Killing Eve’s second season is perfectly watchable, a high-energy thriller anchored by Oh’s quirky heroism and Comer’s cheeky dazzle. After stumbling through sequelitis logistics to set the ball rolling, the writers ultimately deliver an entertaining tale with a satisfying structure. But that initial audacious spark is missing, for me. It may be partly that I’m suffering from sociopathy fatigue; as it turns out, what’s fun in fiction is rather soul-crushing in reality, when an entire political party is doing it. But there’s also something transparent about the writer’s intentions, as they bend over backwards to maneuver Eve and Villanelle into each other’s rather unlikely orbit.

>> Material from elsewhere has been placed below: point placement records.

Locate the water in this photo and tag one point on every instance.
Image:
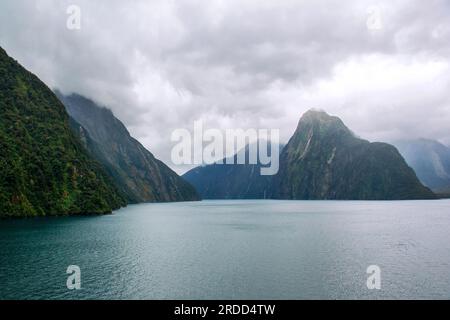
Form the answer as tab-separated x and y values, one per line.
233	250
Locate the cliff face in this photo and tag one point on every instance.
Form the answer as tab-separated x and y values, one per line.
45	170
324	160
230	181
135	171
430	160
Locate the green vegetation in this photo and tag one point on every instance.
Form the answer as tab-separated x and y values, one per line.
323	160
135	171
44	168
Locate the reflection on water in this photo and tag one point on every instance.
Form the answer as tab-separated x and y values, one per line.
233	250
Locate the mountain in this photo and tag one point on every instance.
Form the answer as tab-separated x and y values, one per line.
45	170
322	160
325	160
430	160
135	171
230	181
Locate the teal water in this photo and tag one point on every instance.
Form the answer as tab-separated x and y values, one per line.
233	250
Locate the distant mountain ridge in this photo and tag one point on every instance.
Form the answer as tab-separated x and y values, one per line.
45	170
430	160
231	181
324	160
135	171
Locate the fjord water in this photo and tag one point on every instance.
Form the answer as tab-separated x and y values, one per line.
233	250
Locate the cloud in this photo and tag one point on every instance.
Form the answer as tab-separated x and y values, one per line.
160	65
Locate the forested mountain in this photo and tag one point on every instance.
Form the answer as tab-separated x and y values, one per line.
45	170
323	160
135	171
430	160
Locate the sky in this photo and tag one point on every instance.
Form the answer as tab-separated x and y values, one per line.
383	67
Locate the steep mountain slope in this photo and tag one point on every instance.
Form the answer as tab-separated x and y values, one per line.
230	181
136	172
430	160
44	168
324	160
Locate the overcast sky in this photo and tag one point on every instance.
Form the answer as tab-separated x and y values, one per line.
382	66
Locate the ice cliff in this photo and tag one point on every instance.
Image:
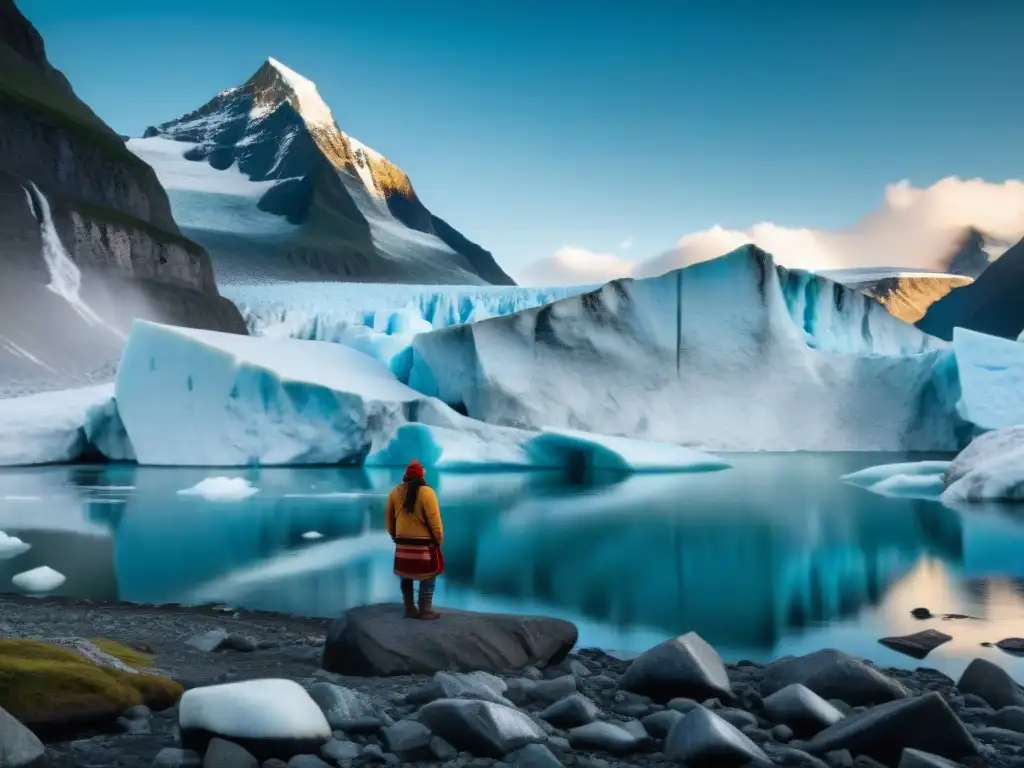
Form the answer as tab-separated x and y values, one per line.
734	353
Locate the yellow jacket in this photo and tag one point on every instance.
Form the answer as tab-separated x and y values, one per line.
426	511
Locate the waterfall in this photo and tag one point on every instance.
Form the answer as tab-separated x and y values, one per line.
66	278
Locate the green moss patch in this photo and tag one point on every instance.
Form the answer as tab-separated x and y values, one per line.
52	688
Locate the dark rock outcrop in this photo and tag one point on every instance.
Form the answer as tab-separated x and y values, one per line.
375	640
85	223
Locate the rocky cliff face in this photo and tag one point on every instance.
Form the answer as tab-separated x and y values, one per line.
282	193
84	221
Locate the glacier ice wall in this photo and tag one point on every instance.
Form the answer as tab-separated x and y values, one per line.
733	353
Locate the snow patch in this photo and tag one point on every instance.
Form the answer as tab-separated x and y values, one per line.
254	709
11	546
221	489
43	579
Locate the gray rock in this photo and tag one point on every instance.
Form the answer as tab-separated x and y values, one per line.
407	737
480	685
343	708
603	736
833	674
1011	718
685	666
801	709
306	761
782	733
337	751
918	645
376	641
570	712
172	757
884	731
223	754
991	683
702	738
919	759
483	728
442	750
208	641
659	723
554	689
532	756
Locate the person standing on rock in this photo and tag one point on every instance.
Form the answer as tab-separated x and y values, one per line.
414	520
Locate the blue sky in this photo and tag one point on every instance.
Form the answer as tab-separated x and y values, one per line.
537	124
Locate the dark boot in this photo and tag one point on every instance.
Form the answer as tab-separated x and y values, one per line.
407	598
425	604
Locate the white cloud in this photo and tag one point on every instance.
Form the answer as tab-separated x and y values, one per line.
913	228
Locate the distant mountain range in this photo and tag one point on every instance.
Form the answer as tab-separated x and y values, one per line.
263	177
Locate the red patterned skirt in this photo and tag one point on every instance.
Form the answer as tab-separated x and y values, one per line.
418	558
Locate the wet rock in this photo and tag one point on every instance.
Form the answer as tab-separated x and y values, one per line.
918	645
223	754
659	723
481	685
833	674
919	759
483	728
685	666
532	756
884	731
702	738
570	712
336	751
991	683
801	709
172	757
603	736
376	641
345	709
1011	718
408	737
18	745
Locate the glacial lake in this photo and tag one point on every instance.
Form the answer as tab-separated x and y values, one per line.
773	557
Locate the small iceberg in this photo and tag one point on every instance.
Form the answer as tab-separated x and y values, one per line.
11	546
908	479
43	579
221	489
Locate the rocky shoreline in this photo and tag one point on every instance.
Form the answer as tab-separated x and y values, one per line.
677	704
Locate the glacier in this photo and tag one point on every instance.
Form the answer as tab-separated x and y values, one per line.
729	354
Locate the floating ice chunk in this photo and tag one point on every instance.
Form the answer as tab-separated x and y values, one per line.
43	579
11	546
558	446
991	468
991	376
208	398
221	489
254	709
913	479
59	426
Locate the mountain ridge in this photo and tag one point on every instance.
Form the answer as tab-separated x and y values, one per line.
357	215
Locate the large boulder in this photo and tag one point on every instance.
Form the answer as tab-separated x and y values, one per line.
702	738
883	732
376	641
685	666
268	718
991	683
483	728
833	674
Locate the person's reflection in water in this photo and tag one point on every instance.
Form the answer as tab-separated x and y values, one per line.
414	520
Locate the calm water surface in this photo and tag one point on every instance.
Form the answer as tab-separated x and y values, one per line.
774	556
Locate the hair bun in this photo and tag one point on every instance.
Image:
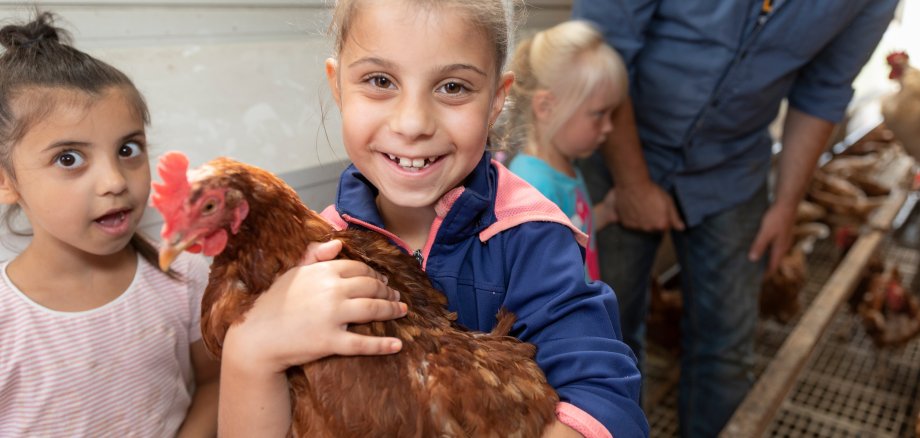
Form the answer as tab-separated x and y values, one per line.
26	35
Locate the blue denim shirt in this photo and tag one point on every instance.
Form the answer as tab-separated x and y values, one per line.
707	78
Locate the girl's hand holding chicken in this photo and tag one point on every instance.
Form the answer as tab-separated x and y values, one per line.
335	293
271	338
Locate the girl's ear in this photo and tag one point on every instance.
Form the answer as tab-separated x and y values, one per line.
542	105
498	101
332	77
8	193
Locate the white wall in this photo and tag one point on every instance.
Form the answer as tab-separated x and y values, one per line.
234	77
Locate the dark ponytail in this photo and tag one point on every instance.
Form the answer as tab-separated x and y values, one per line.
39	56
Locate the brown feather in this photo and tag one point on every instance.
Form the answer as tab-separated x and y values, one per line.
446	381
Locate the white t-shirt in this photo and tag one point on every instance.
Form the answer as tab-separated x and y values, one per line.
120	370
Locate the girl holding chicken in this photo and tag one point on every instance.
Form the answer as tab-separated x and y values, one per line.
419	85
96	340
567	83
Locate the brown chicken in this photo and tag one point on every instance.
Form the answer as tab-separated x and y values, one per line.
446	381
890	313
901	110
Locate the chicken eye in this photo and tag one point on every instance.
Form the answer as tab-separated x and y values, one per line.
210	206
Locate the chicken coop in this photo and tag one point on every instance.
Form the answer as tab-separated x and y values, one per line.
824	367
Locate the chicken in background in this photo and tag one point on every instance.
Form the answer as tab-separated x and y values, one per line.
901	110
446	381
890	314
780	294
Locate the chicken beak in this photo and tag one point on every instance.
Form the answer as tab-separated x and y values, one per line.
169	252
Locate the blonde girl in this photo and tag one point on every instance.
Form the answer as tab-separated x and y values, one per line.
419	84
94	339
567	83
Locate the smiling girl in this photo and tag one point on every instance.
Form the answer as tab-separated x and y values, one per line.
95	339
419	84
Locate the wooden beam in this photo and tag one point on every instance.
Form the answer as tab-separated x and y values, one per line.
757	410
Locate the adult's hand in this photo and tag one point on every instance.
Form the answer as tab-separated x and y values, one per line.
646	207
775	234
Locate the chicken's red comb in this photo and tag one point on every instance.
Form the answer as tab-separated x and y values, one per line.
898	61
169	196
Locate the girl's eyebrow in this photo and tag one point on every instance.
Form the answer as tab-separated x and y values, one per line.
443	70
375	61
75	143
455	67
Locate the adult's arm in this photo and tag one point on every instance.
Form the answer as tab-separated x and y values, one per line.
818	99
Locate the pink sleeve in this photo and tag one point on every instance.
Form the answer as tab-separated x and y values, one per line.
333	218
581	421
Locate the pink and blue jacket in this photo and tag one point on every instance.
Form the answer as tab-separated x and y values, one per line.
497	242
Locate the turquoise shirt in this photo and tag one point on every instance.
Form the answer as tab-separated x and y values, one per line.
570	194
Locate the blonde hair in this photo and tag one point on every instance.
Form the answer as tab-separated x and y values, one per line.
496	19
570	60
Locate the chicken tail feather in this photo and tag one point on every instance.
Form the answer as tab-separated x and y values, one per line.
505	320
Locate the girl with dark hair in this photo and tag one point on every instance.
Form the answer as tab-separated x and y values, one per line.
95	339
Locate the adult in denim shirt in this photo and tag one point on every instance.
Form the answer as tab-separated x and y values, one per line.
706	79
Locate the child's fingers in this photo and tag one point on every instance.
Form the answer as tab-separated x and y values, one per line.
354	344
367	287
354	268
361	310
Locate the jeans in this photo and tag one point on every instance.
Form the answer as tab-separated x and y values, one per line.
720	289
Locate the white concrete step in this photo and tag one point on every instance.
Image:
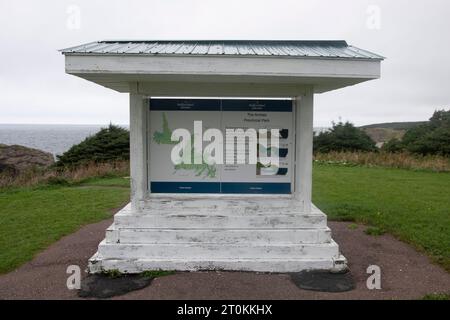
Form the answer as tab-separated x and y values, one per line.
223	236
206	221
99	263
205	251
211	207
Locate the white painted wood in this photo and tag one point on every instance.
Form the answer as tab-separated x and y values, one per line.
203	76
205	251
98	264
239	66
204	221
219	236
138	150
164	235
304	148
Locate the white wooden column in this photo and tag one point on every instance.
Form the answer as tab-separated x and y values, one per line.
304	148
138	150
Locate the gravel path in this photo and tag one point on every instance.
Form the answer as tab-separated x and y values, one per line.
406	274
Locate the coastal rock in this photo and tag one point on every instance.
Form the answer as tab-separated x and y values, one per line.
15	158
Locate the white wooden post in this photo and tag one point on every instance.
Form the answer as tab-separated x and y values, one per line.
138	150
304	148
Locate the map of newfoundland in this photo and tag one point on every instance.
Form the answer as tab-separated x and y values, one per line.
164	138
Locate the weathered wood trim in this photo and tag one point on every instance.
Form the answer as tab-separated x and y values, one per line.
304	148
138	150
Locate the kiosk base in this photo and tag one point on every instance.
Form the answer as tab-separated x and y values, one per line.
263	233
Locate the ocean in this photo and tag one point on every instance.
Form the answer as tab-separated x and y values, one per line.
55	138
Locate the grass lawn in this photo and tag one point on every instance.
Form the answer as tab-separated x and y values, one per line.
414	206
32	219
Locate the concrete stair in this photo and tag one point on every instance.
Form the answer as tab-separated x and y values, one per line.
254	234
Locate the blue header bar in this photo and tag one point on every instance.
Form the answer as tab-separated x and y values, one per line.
257	105
185	104
221	105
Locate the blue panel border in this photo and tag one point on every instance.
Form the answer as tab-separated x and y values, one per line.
185	104
220	105
256	188
185	187
257	105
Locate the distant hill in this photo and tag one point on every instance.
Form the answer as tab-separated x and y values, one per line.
395	125
383	132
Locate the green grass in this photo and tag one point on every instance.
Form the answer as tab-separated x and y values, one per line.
414	206
33	218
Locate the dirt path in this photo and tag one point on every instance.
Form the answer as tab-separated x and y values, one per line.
406	274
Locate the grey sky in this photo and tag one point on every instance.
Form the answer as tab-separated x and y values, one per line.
413	35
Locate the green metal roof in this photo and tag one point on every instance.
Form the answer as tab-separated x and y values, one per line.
280	48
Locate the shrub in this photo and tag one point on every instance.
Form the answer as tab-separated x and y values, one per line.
432	138
343	137
109	144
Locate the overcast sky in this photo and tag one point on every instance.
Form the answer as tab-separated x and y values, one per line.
412	34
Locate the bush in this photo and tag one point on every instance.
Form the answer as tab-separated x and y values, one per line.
343	137
109	144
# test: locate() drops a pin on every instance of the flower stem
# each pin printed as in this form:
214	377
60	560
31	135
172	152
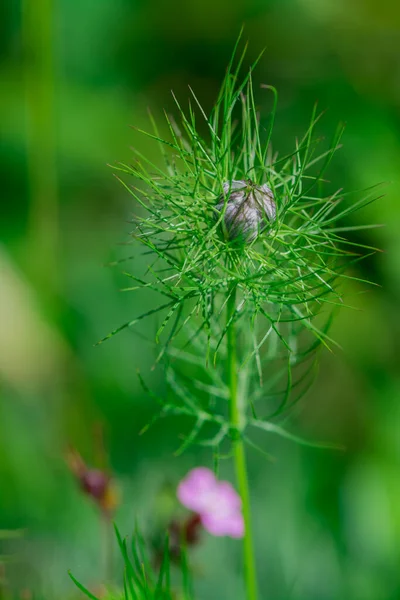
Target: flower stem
236	416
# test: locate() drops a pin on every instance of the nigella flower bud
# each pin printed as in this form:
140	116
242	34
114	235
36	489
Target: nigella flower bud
248	208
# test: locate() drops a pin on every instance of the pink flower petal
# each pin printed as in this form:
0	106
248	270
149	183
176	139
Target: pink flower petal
194	490
217	502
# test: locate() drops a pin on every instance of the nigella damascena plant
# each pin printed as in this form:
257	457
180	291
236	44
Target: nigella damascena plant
241	330
246	208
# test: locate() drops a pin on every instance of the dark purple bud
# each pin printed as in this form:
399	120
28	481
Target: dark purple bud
248	208
95	483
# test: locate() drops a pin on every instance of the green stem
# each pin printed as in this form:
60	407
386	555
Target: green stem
236	416
39	74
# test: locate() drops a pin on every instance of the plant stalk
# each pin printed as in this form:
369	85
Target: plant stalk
239	454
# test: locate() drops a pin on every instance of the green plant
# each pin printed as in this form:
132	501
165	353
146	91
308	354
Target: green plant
243	315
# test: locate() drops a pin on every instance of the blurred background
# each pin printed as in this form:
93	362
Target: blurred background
74	76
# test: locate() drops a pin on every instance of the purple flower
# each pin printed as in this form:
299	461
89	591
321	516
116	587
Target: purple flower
216	502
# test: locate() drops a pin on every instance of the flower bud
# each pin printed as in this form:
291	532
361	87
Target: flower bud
248	209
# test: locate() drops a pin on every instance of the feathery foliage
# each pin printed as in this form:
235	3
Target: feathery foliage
279	292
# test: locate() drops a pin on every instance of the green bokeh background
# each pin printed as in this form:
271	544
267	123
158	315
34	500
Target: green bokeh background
74	77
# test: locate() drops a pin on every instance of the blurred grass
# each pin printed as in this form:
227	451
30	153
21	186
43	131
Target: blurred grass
328	525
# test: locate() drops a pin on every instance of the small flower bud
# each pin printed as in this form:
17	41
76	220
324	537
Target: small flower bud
248	209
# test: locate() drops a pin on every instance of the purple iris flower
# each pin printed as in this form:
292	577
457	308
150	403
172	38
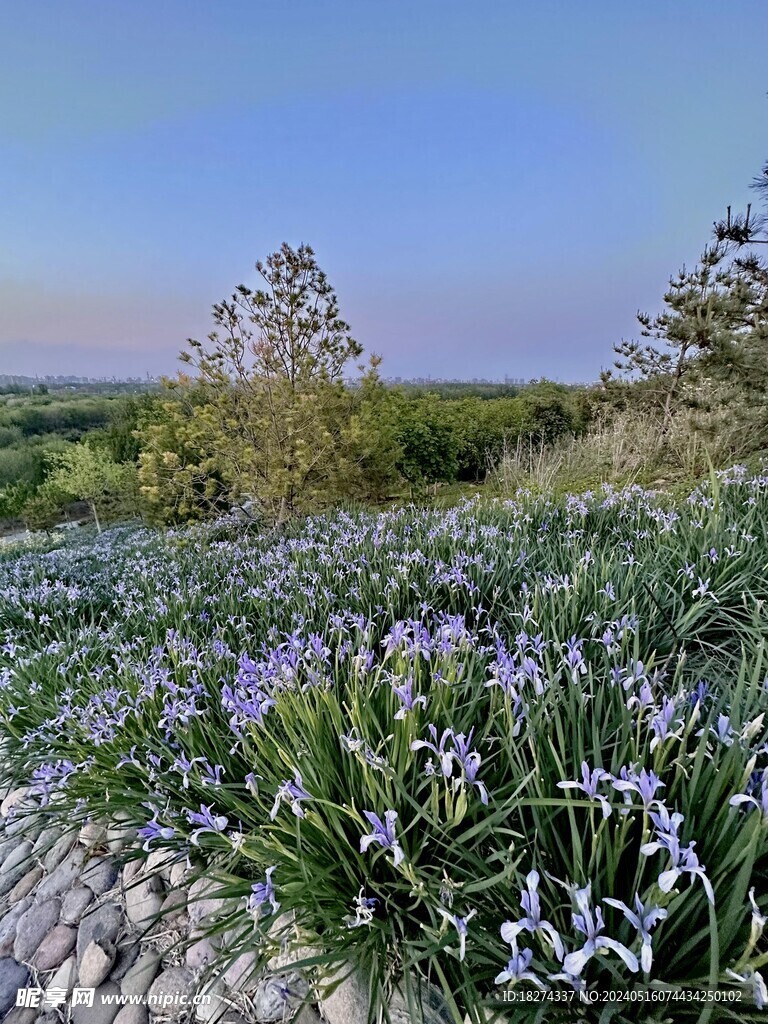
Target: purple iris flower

It requires numerous intelligent characters — especially Eve — to make improbable choices, shotgunning opposing forces into far-fetched coordination. Not that the first season was the height of realism or anything, but I found it more difficult to suspend my disbelief here as the story continued. It still has plenty of assets, so I’ll probably stick around, but I’m slightly less hooked at this stage of the game.